Comparing normal and diseased vitreous proteomes is used to identify disease biomarkers. Due to ethical issues, normal vitreous is not sampled from healthy individuals. The collection of normal vitreous from brain-dead individuals during donor organ harvesting is an alternative, but it has not been explored. Instead, vitreous from autopsy eyes of clinically milder conditions, such as macular hole and epiretinal membranes, are used as comparative controls for more severe conditions. In diabetic retinopathy and proliferative vitreoretinopathy, the vitreous gel composition undergoes physical changes suggesting proteins may be differentially expressed [2123]. Frequently identified biomarkers of diabetic retinopathy include vascular endothelial growth factor (VEGF), interleukin-6 (IL-6), phosphatidylinositol-glycan biosynthesis class F protein (PIGF), pigment epithelium derived factor (PEDF), angiotensin II (Ang II), transforming growth factor beta (TGF-beta), intercellular adhesion molecule 1 (ICAM-1), hepatocyte growth factor (HGF), monocyte chemotactic protein 1 (MCP-1), complement component C3, angiostatin, endostatin, and angiogenin [11, 15, 2427]. Although elevated VEGF was not originally identified through proteomics studies, proteomic findings would have strongly supported testing of anti-VEGF-therapy, which has emerged as a highly effective treatment for diabetic macular edema [28, 29]. PEDF, along with prostaglandin-D2 synthase and interphotoreceptor retinoid-binding protein [30], was identified in an alternative proteomic strategy to compare vitreous and serum proteomes [30]. Proliferative vitreoretinopathy is a poorly understood fibrotic reaction following retinal detachment and is difficult to treat surgically. Frequently identified biomarkers for proliferative vitreoretinopathy include VEGF, IL-6, interleukin-8 (IL-8), ICAM-1, MCP-1, PDGF, fibroblast growth factor (FGF), HGF, PEDF, TGF-beta, and tumor necrosis factor (TNF) [24, 31]. The overlap of proteomes and biomarkers between PVR, diabetic retinopathy, and other nonophthalmic fibrotic diseases may allow for transfer of biologic therapies between seemingly unrelated diseases.

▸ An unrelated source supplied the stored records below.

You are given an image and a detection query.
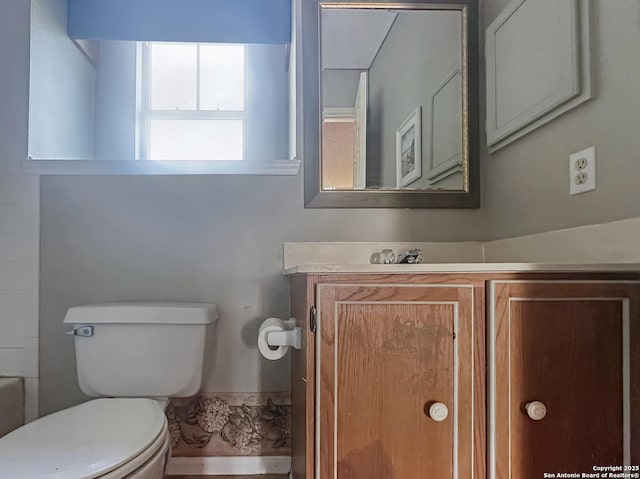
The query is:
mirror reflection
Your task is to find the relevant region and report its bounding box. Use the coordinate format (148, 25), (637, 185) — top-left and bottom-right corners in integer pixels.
(320, 4), (468, 190)
(29, 0), (290, 162)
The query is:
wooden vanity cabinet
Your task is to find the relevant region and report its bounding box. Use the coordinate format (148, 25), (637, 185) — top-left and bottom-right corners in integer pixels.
(291, 275), (485, 479)
(291, 273), (640, 479)
(487, 280), (640, 479)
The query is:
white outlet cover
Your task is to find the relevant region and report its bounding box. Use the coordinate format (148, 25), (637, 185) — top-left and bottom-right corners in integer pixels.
(569, 146), (596, 195)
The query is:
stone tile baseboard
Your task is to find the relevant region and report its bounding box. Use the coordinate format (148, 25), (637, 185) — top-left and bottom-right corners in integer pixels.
(167, 392), (291, 457)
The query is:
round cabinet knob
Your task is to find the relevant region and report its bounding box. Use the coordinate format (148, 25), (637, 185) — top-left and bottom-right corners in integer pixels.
(524, 401), (547, 421)
(429, 402), (449, 422)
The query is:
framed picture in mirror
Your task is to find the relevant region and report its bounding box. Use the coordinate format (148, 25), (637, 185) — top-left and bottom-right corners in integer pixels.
(396, 107), (422, 188)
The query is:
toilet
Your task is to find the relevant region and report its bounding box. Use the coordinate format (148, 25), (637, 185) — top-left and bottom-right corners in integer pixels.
(0, 303), (218, 479)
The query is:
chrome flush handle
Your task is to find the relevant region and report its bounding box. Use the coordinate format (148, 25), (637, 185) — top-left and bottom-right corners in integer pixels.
(64, 326), (93, 338)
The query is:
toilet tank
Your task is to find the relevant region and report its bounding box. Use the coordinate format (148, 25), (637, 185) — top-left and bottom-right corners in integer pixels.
(64, 303), (218, 397)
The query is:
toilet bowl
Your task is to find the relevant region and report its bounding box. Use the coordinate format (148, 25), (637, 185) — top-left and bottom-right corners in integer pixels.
(0, 303), (218, 479)
(0, 398), (169, 479)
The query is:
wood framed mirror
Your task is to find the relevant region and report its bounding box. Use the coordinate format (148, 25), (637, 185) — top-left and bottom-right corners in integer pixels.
(300, 0), (480, 208)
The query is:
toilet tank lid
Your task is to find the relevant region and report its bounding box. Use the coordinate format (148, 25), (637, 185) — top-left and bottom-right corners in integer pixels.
(64, 302), (218, 324)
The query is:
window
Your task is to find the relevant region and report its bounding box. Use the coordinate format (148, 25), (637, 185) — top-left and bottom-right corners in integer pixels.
(140, 42), (247, 160)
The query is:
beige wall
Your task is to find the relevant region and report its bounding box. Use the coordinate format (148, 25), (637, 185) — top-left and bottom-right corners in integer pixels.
(12, 0), (640, 413)
(40, 175), (482, 413)
(322, 121), (353, 189)
(481, 0), (640, 239)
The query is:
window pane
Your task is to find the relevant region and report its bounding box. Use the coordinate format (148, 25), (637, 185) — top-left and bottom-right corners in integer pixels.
(149, 43), (198, 110)
(200, 44), (244, 111)
(149, 120), (244, 160)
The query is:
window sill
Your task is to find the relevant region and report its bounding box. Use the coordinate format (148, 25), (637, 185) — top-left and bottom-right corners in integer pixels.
(22, 159), (300, 176)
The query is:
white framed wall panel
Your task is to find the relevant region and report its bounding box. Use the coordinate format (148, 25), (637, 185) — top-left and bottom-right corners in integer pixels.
(485, 0), (594, 152)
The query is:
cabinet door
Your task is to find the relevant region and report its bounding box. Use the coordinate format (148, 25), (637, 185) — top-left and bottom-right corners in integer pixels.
(488, 281), (640, 479)
(316, 284), (484, 479)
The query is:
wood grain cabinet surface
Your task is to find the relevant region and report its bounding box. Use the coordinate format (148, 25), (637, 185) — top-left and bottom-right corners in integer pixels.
(291, 273), (640, 479)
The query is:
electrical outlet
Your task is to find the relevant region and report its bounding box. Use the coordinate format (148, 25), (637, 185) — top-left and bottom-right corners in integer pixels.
(569, 146), (596, 195)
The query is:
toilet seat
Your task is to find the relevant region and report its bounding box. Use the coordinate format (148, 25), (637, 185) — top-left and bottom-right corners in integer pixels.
(0, 398), (168, 479)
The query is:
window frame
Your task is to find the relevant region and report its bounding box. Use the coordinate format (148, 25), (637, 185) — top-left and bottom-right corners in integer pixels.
(136, 42), (249, 161)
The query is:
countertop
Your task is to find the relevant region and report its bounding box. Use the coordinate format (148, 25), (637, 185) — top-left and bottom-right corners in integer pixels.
(283, 262), (640, 276)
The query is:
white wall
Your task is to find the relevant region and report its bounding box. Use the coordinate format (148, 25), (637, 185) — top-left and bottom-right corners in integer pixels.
(0, 0), (39, 420)
(29, 0), (96, 159)
(481, 0), (640, 239)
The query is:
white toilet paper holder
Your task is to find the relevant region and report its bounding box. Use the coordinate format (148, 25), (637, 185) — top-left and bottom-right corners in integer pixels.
(266, 318), (302, 349)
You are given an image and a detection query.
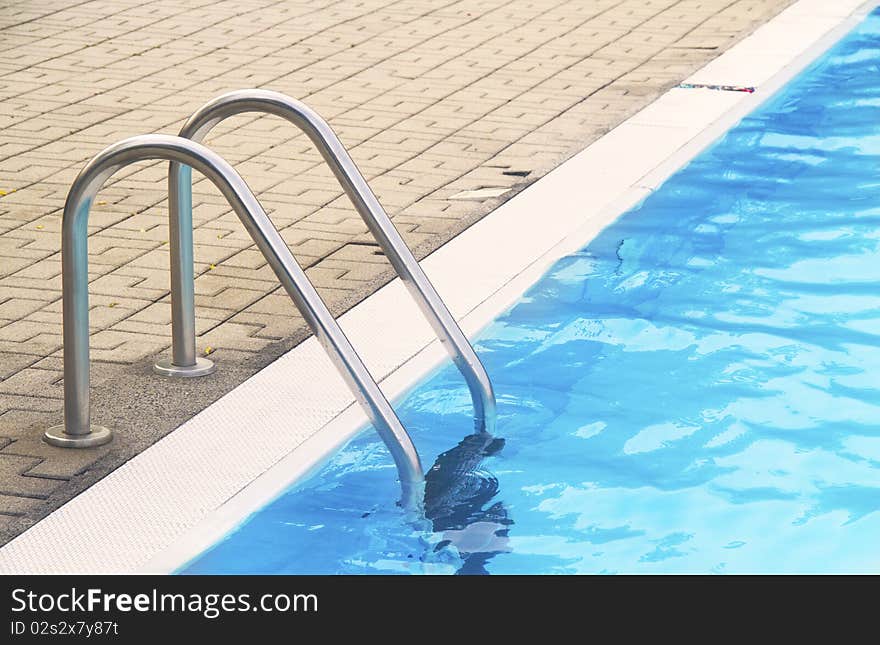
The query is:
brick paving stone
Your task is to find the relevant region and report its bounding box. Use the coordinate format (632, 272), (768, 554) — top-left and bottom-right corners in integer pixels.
(0, 0), (791, 543)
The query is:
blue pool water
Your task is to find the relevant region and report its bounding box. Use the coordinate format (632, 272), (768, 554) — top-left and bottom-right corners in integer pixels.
(184, 12), (880, 574)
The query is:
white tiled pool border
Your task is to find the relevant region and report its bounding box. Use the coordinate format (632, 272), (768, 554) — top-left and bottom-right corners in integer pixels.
(0, 0), (880, 573)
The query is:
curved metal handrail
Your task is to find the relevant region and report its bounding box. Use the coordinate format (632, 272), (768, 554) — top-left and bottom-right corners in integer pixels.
(44, 134), (424, 510)
(164, 90), (495, 433)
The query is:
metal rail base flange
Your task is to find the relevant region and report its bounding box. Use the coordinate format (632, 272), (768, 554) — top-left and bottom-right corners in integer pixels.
(153, 356), (217, 378)
(43, 423), (113, 448)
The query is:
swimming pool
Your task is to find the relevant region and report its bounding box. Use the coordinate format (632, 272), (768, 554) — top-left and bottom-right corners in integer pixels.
(183, 11), (880, 574)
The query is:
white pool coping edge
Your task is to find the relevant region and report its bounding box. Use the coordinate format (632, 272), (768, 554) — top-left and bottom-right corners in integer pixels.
(0, 0), (878, 574)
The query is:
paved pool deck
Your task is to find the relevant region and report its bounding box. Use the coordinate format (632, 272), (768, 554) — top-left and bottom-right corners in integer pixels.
(0, 0), (791, 544)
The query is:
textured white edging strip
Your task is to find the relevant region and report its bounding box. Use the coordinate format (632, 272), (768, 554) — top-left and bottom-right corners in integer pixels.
(0, 0), (876, 573)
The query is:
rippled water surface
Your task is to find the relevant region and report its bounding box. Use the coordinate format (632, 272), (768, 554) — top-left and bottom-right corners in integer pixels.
(185, 12), (880, 574)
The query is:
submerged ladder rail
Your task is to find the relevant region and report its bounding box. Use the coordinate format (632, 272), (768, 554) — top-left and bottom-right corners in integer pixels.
(162, 90), (496, 433)
(44, 134), (424, 511)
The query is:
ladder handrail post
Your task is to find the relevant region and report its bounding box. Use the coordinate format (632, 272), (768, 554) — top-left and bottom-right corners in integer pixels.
(169, 90), (496, 433)
(44, 134), (424, 510)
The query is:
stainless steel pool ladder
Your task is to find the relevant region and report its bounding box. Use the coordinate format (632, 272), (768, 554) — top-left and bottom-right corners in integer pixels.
(44, 90), (495, 510)
(156, 90), (495, 433)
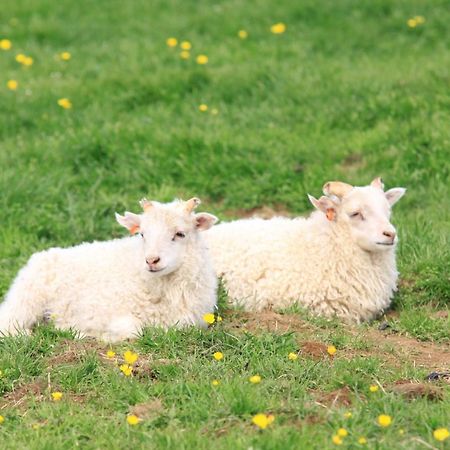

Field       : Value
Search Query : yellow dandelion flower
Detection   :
[52,392,63,402]
[119,364,133,377]
[6,80,19,91]
[327,345,337,356]
[252,413,275,430]
[166,38,178,47]
[270,22,286,34]
[127,414,141,425]
[331,434,343,445]
[203,312,216,325]
[58,98,72,109]
[378,414,392,428]
[195,55,208,65]
[180,41,192,50]
[433,428,450,442]
[0,39,12,50]
[123,350,139,365]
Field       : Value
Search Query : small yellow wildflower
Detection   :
[123,350,139,365]
[248,375,261,384]
[119,364,133,377]
[180,41,192,50]
[203,312,216,325]
[378,414,392,427]
[0,39,12,50]
[52,392,62,402]
[331,434,343,445]
[433,428,450,442]
[166,38,178,47]
[252,413,275,430]
[58,98,72,109]
[6,80,19,91]
[196,55,208,65]
[127,414,141,425]
[327,345,337,356]
[270,22,286,34]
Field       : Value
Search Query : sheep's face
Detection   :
[116,199,217,276]
[311,178,405,252]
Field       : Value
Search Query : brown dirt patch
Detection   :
[129,398,164,420]
[386,380,444,400]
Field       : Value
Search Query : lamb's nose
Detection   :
[383,231,395,242]
[145,256,161,266]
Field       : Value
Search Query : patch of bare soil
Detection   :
[224,203,292,220]
[225,310,308,333]
[386,380,444,400]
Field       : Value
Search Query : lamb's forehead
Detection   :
[342,186,389,210]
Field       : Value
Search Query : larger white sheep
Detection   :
[206,178,405,322]
[0,198,217,342]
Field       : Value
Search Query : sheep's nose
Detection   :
[383,231,395,242]
[145,256,161,266]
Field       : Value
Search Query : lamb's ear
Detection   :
[308,194,337,221]
[194,213,219,231]
[116,211,141,234]
[384,188,406,206]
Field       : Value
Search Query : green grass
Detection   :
[0,0,450,449]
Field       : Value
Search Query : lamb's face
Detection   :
[116,199,217,276]
[311,178,405,252]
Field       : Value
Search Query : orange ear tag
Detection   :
[326,208,336,221]
[130,225,139,234]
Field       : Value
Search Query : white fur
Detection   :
[206,180,405,322]
[0,201,217,342]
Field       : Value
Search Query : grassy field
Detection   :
[0,0,450,450]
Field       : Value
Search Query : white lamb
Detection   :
[0,198,217,342]
[206,178,405,323]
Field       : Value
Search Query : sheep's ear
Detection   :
[116,211,141,234]
[194,213,219,231]
[384,188,406,206]
[308,194,337,221]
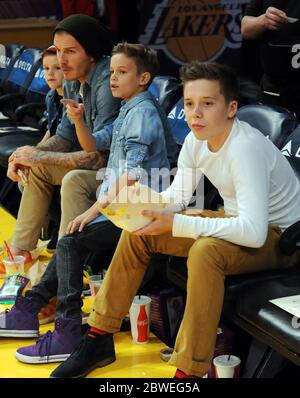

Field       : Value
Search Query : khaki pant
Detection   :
[12,165,101,251]
[88,211,299,376]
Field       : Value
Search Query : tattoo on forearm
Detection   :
[36,151,108,170]
[37,135,72,152]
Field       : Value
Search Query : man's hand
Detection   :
[66,204,99,234]
[98,194,111,211]
[7,162,30,182]
[8,146,40,167]
[264,7,288,30]
[60,99,84,123]
[133,210,174,236]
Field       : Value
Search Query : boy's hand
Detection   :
[66,206,99,234]
[7,162,30,182]
[98,195,111,211]
[264,7,288,30]
[133,210,174,236]
[60,99,84,123]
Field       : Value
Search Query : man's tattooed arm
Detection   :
[34,151,108,170]
[9,136,108,170]
[36,135,72,152]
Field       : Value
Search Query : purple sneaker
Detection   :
[0,296,41,337]
[15,318,81,364]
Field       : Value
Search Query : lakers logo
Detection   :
[140,0,249,64]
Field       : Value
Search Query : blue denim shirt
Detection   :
[56,56,120,151]
[94,91,170,196]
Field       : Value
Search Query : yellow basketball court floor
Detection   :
[0,208,175,378]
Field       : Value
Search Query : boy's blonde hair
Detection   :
[111,42,159,87]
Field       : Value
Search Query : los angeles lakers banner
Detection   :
[139,0,250,75]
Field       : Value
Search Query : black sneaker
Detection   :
[50,331,116,378]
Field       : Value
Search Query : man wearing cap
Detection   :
[7,14,120,257]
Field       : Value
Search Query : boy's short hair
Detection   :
[111,42,159,85]
[180,61,239,103]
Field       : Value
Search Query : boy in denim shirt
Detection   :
[0,43,175,363]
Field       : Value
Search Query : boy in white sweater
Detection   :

There are highly advanced bioinformatic algorithms to effectively match proteins to the thousands of peptide mass-spectral data generated in experiments. Meaningful organization of these protein lists into the context of disease remains a challenge. It is relatively simple to focus on a handful of single, differentially expressed proteins. Systems analyses, however, can identify global relationships between groups of proteins. Current software can perform gene ontology categorization, unbiased cluster analysis, and pathway representation. We and others found with gene ontology that the vitreous contains numerous intracellular proteins that might originate from the retina. Pathway analysis identified glucose metabolism enzymes. Identifying groups of proteins that physically interact is another important relationship, such as the proteins that combine to form the membrane attack complex from the complement cascade. However, interactome databases are largely based on prior intracellular protein interaction studies, so there is a paucity of data for extracellular protein interactions relevant to the vitreous. Only now are methods being developed to identify extracellular protein interactomes [32]. So, it will be important to reanalyze vitreous proteomics data in the future as these interactome databases develop.

Vitreous proteomic studies have generated lists of potential biomarkers, but few of these have been validated beyond experimental replicates; hence, several validation studies are required. To overcome experimental and statistical bias, biomarkers require prospective validation in secondary populations. Similar to genetic studies with multiple measurements in large datasets, many of the markers will not pass stringent cutoffs. Biomarkers that repeatedly emerge in different studies are more convincing. Since many proteomic platforms identify only peptides, detection of whole proteins can be validated using ELISA, Western blot, or immunohistochemistry of diseased tissues. Even if a biomarker is convincingly expressed during disease, functional validation is necessary to determine its role in disease. Functional validation of extracellular carbonic anhydrase-I (CA-I) is an important example. This molecule was identified through proteomic differential expression of surgically obtained vitreous from humans with diabetic retinopathy [33]. Evaluation of rat models with elevated levels of CA-I in the vitreous demonstrated it caused an increase in retinal vascular leakage and intraretinal edema similar to that found in proliferative diabetic retinopathy and diabetic macular edema. Because of the diverse cellular origin of vitreous proteins, acceptable human tissue culture models are not well-established. The use of animal models remains an underdeveloped resource for functional validation.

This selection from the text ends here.